My two major projects for the summer — my Islam syllabus and Creepiness — are now basically done. There will be further work on both (continued background reading on Islam and the process of editing on Creepiness), but they will no longer require the kind of sustained effort I’ve put in so far. I had been anticipating spending all summer working on both, along with the translation of The Use of Bodies, but there have been delays on finalizing the Italian text that have meant that particular project is on pause for now.

In the meantime, I have a few things to work on. The most exciting is a collection of essays on Agamben that I’m putting together with Colby Dickinson, which will amount to a two-person edited volume. Over the next few weeks, we’ll be reading each other’s contributions (which have mostly been previously published or presented at conferences) and giving some feedback, as well as putting together a proposal. I’ve also promised a couple pieces for a reference work on the doctrine of the atonement and hope to complete at least one (the shorter one, which is due in early fall), and I need to write up a syllabus for my Theology and Politics of the Devil course at CTS (for which I’ve “assigned” myself some fresh reading). Finally, I’d like to rework my Birkbeck talk into a sample chapter for The Prince of This World and put together a prospectus for a publisher. And until I head back to Chicago, I have the weekly Agamben reading group that just started.

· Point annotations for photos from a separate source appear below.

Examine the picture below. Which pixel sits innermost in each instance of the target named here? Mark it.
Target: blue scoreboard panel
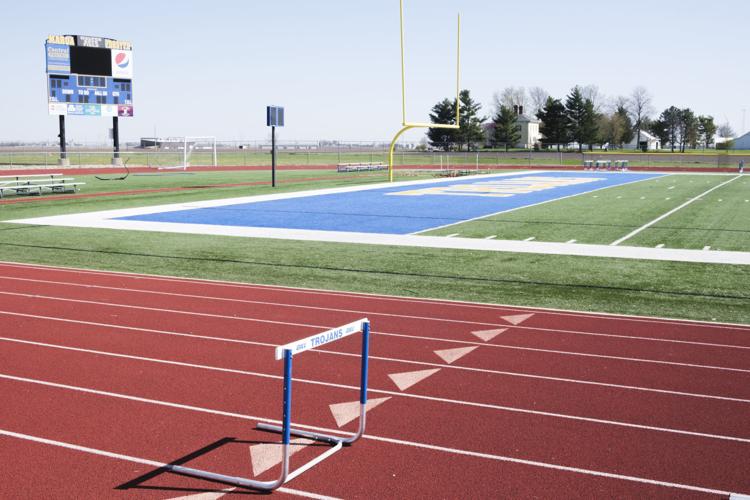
(89, 76)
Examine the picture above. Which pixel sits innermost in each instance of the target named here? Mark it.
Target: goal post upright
(406, 125)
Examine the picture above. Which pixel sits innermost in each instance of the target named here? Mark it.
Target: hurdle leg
(285, 431)
(327, 438)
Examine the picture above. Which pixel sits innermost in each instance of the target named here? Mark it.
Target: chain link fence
(311, 154)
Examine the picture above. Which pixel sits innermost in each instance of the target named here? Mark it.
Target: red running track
(106, 375)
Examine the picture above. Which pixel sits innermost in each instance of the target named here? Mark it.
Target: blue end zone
(403, 209)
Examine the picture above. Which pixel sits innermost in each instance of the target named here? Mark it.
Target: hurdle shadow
(140, 482)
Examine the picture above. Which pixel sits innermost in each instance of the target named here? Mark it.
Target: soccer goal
(192, 150)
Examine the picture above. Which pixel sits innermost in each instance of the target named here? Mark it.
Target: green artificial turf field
(670, 289)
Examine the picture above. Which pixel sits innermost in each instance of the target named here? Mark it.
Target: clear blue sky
(210, 67)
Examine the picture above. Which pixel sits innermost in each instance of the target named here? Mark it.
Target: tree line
(584, 117)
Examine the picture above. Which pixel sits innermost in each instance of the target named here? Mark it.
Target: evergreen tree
(627, 134)
(658, 127)
(471, 132)
(589, 127)
(707, 130)
(554, 128)
(582, 118)
(506, 128)
(668, 126)
(688, 129)
(443, 112)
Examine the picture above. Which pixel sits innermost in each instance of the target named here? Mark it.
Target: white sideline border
(106, 220)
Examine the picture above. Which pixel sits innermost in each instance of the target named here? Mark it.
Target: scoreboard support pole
(64, 162)
(116, 140)
(273, 156)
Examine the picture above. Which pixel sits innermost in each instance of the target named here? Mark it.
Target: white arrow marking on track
(517, 319)
(407, 379)
(346, 412)
(266, 455)
(451, 355)
(488, 335)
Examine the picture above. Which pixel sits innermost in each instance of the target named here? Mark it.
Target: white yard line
(664, 216)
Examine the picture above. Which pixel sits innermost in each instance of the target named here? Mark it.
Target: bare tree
(640, 108)
(592, 93)
(539, 98)
(510, 97)
(725, 131)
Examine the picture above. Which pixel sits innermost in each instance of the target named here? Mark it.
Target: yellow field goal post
(406, 125)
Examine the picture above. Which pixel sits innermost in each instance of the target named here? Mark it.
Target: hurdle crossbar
(286, 352)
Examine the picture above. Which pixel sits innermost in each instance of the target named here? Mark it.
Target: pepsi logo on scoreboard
(122, 64)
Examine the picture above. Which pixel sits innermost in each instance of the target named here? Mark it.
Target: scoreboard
(89, 76)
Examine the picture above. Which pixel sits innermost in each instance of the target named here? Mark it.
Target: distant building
(528, 126)
(649, 142)
(742, 142)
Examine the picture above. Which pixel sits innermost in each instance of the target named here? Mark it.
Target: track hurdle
(286, 352)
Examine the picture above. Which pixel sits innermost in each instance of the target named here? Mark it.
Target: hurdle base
(326, 438)
(233, 480)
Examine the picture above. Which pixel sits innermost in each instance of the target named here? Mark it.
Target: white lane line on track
(395, 360)
(532, 463)
(387, 298)
(323, 327)
(664, 216)
(129, 458)
(365, 312)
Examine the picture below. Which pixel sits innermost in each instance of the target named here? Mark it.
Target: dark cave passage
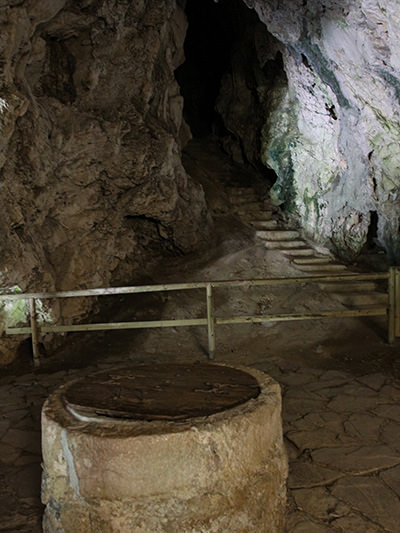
(232, 65)
(207, 48)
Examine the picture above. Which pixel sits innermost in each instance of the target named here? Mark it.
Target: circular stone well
(165, 448)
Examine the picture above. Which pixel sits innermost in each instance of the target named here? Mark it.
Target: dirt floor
(340, 382)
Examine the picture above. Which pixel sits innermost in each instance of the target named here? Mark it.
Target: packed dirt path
(340, 379)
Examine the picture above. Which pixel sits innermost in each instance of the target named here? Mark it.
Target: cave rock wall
(92, 186)
(332, 135)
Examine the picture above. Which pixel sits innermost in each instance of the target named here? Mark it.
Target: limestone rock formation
(92, 185)
(332, 134)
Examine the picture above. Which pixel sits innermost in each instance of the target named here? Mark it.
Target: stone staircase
(308, 259)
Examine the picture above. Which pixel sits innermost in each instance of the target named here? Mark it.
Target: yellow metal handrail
(392, 309)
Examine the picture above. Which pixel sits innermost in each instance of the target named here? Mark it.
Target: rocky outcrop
(332, 134)
(92, 187)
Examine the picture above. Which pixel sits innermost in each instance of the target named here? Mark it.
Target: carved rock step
(264, 224)
(322, 268)
(250, 207)
(278, 235)
(284, 245)
(313, 260)
(304, 251)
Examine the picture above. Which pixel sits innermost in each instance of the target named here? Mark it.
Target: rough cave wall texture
(92, 185)
(332, 134)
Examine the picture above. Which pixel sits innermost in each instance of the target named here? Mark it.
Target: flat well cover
(160, 392)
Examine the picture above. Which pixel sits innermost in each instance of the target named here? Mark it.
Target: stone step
(314, 260)
(304, 251)
(278, 235)
(284, 245)
(256, 216)
(264, 224)
(250, 208)
(241, 200)
(325, 268)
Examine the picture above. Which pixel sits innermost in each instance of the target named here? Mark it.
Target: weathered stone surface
(332, 137)
(93, 189)
(224, 472)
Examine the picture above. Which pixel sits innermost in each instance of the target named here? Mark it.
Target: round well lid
(160, 392)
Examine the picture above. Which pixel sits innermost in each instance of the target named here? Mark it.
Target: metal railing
(35, 329)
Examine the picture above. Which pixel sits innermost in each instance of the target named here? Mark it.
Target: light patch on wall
(16, 312)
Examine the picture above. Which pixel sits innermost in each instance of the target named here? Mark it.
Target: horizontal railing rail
(35, 329)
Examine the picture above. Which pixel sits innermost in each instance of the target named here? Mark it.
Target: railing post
(35, 332)
(392, 311)
(210, 322)
(397, 302)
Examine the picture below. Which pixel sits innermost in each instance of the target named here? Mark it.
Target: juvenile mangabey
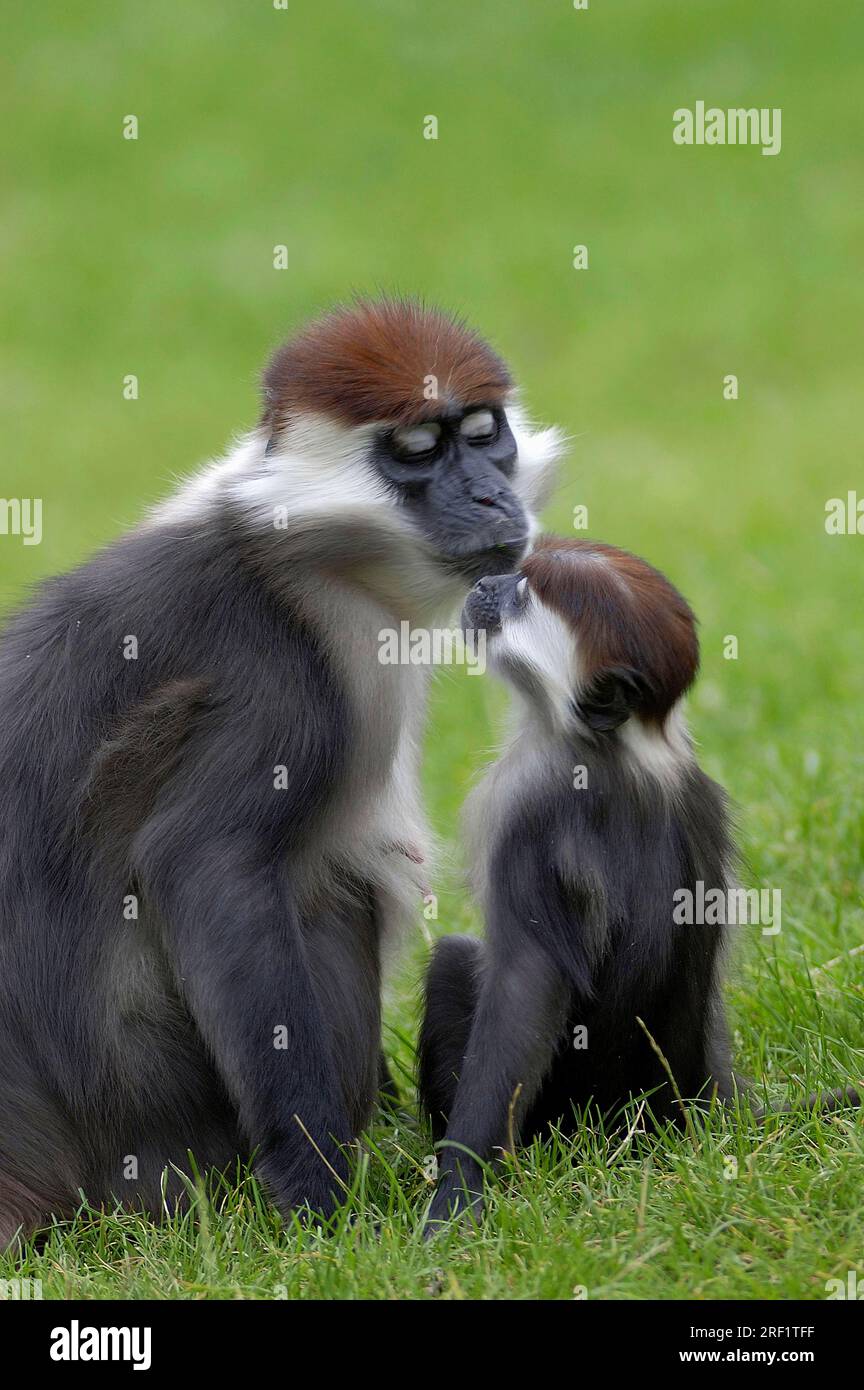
(210, 811)
(582, 833)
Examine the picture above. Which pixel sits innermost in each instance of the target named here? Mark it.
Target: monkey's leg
(242, 965)
(342, 941)
(452, 990)
(520, 1016)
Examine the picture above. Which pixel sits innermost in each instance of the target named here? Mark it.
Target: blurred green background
(303, 127)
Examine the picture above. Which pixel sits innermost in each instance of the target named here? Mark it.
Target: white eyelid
(478, 424)
(417, 438)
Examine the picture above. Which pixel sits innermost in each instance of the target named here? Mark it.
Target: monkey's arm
(210, 859)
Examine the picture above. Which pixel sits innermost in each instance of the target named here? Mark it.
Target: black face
(453, 474)
(492, 599)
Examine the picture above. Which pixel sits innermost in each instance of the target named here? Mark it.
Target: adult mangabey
(584, 831)
(210, 815)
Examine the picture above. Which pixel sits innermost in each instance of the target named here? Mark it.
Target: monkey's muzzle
(492, 599)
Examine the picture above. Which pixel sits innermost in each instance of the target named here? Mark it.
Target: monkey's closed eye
(478, 426)
(416, 441)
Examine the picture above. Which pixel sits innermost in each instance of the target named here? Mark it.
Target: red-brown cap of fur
(625, 615)
(370, 360)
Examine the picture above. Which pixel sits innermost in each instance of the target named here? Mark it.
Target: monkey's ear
(611, 697)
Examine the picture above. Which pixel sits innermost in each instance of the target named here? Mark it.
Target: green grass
(154, 257)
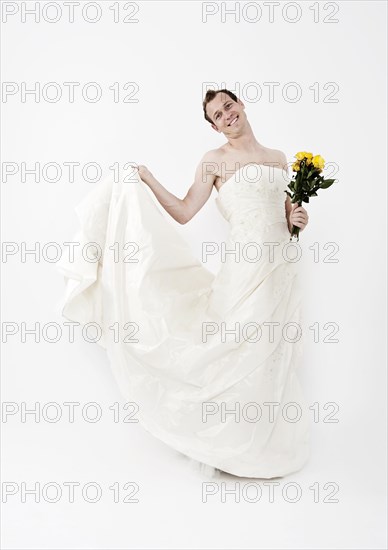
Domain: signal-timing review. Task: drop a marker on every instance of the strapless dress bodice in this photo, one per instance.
(254, 199)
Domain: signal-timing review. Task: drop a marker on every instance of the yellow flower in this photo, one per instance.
(318, 162)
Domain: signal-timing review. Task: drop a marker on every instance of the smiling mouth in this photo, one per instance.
(233, 121)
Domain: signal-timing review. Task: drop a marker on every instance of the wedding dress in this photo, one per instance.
(206, 358)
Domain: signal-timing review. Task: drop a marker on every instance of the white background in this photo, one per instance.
(171, 53)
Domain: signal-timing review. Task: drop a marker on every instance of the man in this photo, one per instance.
(226, 114)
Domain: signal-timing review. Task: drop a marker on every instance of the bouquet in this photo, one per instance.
(307, 181)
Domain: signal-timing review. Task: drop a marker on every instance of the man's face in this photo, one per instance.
(227, 115)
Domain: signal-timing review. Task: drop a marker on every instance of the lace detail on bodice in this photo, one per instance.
(254, 198)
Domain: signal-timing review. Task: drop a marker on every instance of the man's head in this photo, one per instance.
(221, 108)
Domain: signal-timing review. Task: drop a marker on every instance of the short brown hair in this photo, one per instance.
(211, 94)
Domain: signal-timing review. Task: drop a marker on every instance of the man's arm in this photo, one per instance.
(182, 210)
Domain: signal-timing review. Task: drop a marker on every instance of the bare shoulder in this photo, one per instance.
(281, 158)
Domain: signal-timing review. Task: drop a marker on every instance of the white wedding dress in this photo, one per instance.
(201, 394)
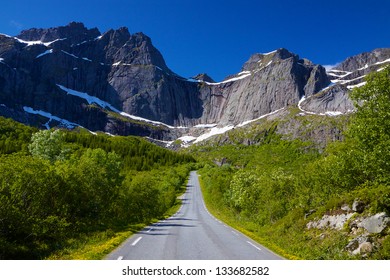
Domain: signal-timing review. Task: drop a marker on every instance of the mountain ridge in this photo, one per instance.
(127, 72)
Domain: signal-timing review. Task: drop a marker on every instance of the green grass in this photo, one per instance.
(97, 245)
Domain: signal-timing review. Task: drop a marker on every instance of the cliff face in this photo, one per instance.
(268, 82)
(119, 83)
(346, 76)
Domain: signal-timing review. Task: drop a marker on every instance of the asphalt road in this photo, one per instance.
(191, 234)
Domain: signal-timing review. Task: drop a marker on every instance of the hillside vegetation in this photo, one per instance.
(57, 187)
(273, 188)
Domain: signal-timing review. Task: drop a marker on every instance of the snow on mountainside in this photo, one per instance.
(119, 83)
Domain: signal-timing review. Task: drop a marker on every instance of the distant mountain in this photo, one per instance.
(119, 83)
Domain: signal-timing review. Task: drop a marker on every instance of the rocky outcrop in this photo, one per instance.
(127, 74)
(346, 76)
(126, 71)
(363, 229)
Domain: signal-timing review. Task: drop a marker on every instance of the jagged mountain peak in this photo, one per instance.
(75, 32)
(204, 77)
(356, 62)
(258, 60)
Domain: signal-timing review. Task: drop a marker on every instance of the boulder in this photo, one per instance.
(376, 223)
(358, 206)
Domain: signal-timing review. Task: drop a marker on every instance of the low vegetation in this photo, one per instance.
(60, 188)
(272, 189)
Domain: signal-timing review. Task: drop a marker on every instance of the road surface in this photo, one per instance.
(191, 234)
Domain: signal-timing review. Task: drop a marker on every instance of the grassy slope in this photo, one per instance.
(287, 235)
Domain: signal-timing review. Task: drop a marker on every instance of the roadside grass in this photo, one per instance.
(98, 245)
(247, 228)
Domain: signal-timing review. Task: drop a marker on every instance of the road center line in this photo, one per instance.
(136, 241)
(254, 245)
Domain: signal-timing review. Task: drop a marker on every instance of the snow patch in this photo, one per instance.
(105, 105)
(205, 125)
(259, 118)
(214, 131)
(51, 117)
(72, 55)
(270, 52)
(358, 85)
(90, 99)
(327, 113)
(45, 53)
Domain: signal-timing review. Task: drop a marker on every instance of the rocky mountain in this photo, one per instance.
(119, 83)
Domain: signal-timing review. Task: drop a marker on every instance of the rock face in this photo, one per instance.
(114, 81)
(347, 75)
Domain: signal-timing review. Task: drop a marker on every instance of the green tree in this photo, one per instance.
(370, 127)
(47, 144)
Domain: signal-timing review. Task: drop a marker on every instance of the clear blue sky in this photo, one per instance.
(218, 36)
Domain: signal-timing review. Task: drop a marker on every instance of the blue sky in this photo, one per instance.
(218, 36)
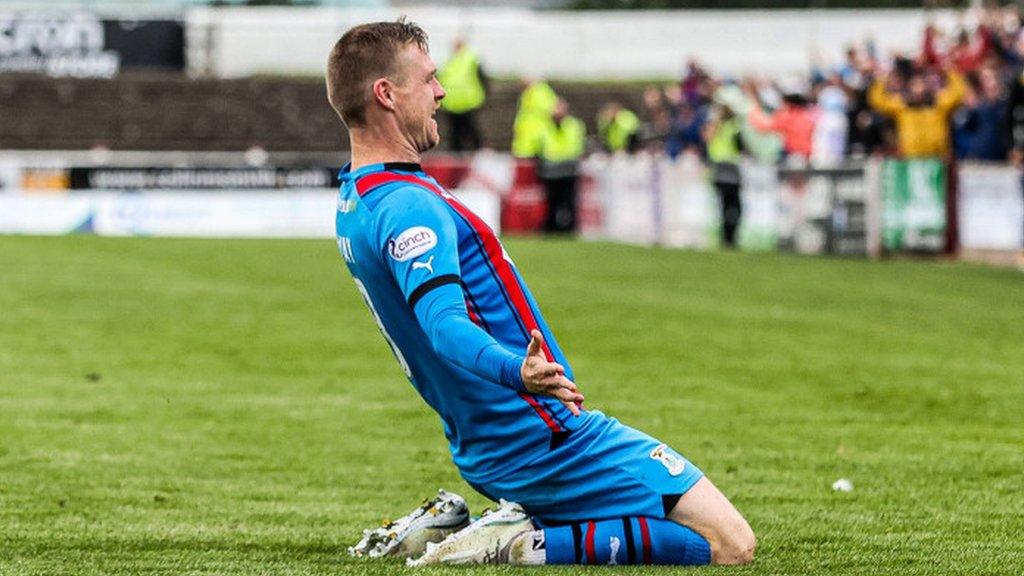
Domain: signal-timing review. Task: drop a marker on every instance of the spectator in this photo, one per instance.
(562, 144)
(536, 106)
(830, 129)
(724, 148)
(685, 132)
(619, 128)
(794, 121)
(922, 117)
(979, 127)
(466, 84)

I guess that sounds like a lot. The problem is that no single one of them is either as lengthy (or as fun!) as Creepiness or as urgent as the Islam syllabus, so I can picture myself wasting a lot of time deciding which to do first — and then repeating the procedure when I finish whatever I finally settle on and need to move on to the next thing. Somewhat more pathetically, experience teaches me that when I don’t have an overarching project to work on during the summer, I become bored and depressed. That’s one major drawback of being such a productive person: workahol withdrawal can be harsh.